The Chairman of Cisco, John Chambers in his Silicon Valley meet with the PM said that education curriculum and academic courses has to be adjusted with the current trends and developments shaping the world of today. This is also an area where India has to make serious adjustments just like the outdated laws in place. Vinod Dham, a techie from Silicon Valley observed that he does not see many start-up entrepreneurs from the country’s IITs, IIMs and sought to know if curriculums of these institutes actually foster promotion of entrepreneurship. Former president Dr APJ Abdul Kalam, who passed away recently in Shillong while delivering a lecture at the Rajiv Gandhi Indian Institute of Management, was for entrepreneurship than job seekers. He wanted to see more entrepreneurs coming out of our institutions of excellence rather than job seekers. For this he envisioned that there is a need to overhaul the education system and our financial institutions playing the role of venture capitalists other than being mere bankers. This can only fructify when the IIMs, IITs, universities and other higher educational institutions adjust their academic courses similar to their counterparts in the west. Today professional educational institutions in the country are thriving upon placements and garner a large chunk of students on that single parameter. Students’ and their guardians’ looks for institutions which can assure a job post graduation. So this job-seeking mindset basically is the outcome of the education system in place which has to change to produce entrepreneurs, was the vision of Dr Kalam.

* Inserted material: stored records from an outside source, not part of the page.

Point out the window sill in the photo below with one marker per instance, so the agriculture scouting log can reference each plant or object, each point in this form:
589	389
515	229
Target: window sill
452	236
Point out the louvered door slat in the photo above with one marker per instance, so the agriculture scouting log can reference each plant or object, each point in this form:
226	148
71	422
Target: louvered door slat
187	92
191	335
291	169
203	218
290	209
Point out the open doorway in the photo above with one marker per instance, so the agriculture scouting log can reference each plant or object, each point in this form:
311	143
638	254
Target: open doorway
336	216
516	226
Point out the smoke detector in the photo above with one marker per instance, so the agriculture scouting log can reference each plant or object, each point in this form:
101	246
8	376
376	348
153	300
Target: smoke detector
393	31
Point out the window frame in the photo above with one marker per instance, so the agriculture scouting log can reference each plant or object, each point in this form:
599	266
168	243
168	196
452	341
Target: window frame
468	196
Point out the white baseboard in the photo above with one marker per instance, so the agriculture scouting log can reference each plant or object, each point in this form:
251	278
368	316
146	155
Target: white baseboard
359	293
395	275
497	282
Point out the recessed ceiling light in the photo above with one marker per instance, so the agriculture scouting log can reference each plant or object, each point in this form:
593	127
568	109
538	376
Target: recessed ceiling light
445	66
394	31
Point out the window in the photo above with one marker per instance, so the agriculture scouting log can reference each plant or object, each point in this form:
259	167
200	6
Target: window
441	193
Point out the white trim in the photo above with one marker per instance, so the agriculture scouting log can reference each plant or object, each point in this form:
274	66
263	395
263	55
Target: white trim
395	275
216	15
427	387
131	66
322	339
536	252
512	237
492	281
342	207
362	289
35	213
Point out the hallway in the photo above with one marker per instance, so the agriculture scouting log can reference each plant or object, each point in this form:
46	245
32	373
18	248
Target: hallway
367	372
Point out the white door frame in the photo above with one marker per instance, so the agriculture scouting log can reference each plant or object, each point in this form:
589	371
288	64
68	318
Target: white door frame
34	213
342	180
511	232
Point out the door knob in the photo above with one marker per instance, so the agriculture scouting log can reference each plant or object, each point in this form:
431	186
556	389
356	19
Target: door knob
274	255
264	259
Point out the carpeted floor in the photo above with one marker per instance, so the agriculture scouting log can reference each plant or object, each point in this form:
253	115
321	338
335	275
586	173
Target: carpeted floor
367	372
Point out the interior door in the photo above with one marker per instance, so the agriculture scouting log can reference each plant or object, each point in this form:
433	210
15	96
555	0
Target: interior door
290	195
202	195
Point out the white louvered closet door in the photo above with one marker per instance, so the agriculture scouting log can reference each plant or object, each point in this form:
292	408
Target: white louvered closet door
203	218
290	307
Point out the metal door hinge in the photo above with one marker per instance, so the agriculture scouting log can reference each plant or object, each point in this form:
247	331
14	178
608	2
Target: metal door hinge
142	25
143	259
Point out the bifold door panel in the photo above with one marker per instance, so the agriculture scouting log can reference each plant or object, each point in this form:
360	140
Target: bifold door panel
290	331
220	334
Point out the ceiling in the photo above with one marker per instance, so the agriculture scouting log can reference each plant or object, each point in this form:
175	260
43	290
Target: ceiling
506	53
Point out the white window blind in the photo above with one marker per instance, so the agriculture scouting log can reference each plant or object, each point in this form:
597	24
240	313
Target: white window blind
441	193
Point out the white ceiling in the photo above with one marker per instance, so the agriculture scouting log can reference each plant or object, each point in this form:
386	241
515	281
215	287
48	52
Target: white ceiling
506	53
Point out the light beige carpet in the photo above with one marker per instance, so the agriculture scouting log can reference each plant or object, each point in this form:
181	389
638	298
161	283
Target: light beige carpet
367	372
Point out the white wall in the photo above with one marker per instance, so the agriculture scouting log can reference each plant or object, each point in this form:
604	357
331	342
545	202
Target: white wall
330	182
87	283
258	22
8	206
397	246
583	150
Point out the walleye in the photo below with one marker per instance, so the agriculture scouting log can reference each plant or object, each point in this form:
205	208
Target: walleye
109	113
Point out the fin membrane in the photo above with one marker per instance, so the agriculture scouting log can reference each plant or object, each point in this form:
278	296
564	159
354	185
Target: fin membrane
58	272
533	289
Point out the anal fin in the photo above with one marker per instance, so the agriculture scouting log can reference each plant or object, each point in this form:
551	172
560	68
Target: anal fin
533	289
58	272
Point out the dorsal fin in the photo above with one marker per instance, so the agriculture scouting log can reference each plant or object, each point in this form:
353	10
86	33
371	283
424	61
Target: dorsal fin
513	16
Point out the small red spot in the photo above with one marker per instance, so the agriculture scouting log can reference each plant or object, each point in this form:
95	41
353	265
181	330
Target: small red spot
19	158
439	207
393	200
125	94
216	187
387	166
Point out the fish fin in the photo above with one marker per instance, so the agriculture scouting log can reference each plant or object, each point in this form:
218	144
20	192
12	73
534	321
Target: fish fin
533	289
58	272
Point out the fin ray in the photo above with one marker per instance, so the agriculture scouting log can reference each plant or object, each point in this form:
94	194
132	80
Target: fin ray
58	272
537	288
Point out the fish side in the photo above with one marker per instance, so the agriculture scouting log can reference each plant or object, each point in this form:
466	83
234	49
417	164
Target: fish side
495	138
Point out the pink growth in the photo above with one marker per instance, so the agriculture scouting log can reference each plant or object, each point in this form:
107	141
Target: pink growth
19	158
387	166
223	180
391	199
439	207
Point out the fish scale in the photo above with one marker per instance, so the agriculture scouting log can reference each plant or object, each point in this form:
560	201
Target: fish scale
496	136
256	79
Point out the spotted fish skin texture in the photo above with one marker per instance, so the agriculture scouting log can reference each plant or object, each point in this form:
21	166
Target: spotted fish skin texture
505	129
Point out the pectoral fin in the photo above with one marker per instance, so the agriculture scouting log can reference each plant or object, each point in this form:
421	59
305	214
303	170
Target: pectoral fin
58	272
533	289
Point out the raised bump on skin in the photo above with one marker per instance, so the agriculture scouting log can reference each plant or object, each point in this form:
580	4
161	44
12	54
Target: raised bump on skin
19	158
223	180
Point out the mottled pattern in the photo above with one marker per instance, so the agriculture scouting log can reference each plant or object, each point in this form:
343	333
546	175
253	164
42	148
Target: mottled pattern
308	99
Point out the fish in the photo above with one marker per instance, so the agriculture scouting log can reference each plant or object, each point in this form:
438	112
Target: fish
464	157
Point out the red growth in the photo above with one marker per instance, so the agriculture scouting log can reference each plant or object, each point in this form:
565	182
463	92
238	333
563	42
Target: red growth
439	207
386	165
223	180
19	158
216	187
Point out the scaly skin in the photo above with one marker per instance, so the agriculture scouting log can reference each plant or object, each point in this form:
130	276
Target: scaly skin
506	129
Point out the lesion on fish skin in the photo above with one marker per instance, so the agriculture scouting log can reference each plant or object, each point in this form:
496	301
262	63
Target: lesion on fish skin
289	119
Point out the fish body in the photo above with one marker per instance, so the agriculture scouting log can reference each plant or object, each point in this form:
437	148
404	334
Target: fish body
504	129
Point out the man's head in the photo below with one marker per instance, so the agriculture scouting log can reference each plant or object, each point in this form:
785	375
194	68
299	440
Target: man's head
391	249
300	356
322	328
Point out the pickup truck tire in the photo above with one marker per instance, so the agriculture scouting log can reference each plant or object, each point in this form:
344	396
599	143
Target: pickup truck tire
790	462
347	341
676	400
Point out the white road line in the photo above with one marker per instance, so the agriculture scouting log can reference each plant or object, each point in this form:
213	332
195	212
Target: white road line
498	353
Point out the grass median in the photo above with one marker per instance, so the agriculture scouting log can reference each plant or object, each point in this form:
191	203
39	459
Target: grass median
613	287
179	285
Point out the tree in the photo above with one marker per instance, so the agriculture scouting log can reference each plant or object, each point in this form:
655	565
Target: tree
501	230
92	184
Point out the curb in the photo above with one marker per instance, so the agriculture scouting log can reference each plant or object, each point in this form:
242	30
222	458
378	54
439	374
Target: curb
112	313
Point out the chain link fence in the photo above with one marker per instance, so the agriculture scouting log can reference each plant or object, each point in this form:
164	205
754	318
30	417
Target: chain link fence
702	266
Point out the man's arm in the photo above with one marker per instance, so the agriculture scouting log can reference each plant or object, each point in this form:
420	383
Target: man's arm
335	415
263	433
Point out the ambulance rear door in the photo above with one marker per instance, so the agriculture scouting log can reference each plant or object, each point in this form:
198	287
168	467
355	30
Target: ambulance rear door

Modi has a big task in hand. He has got the signal from the investors and now it is his turn how well he makes the desirable changes so that they can come and start their operation here. More than everything else he has to remove the fear of government from the minds of the investors. It is difficult to shake something that has embedded in the economy. But it has to be fast. The Americans don’t like the slow way out. As someone said that it takes only four hours to open a firm in USA whereas it takes two months in India. Prof. Wadhwa of Stanford Business School, USA said that red-tapism and corruption in Indian economy is far too much still and there are genuine fears in the minds of investors from USA and elsewhere who sees India as an investment destination with a robust market. Can a change be effected at the earliest by Modi as he assured to the American business tycoons and techies? Can India become another USA in terms of doing business? Well all eyes are now on Modi. There is a genuine feeling that if he is around then we can do it.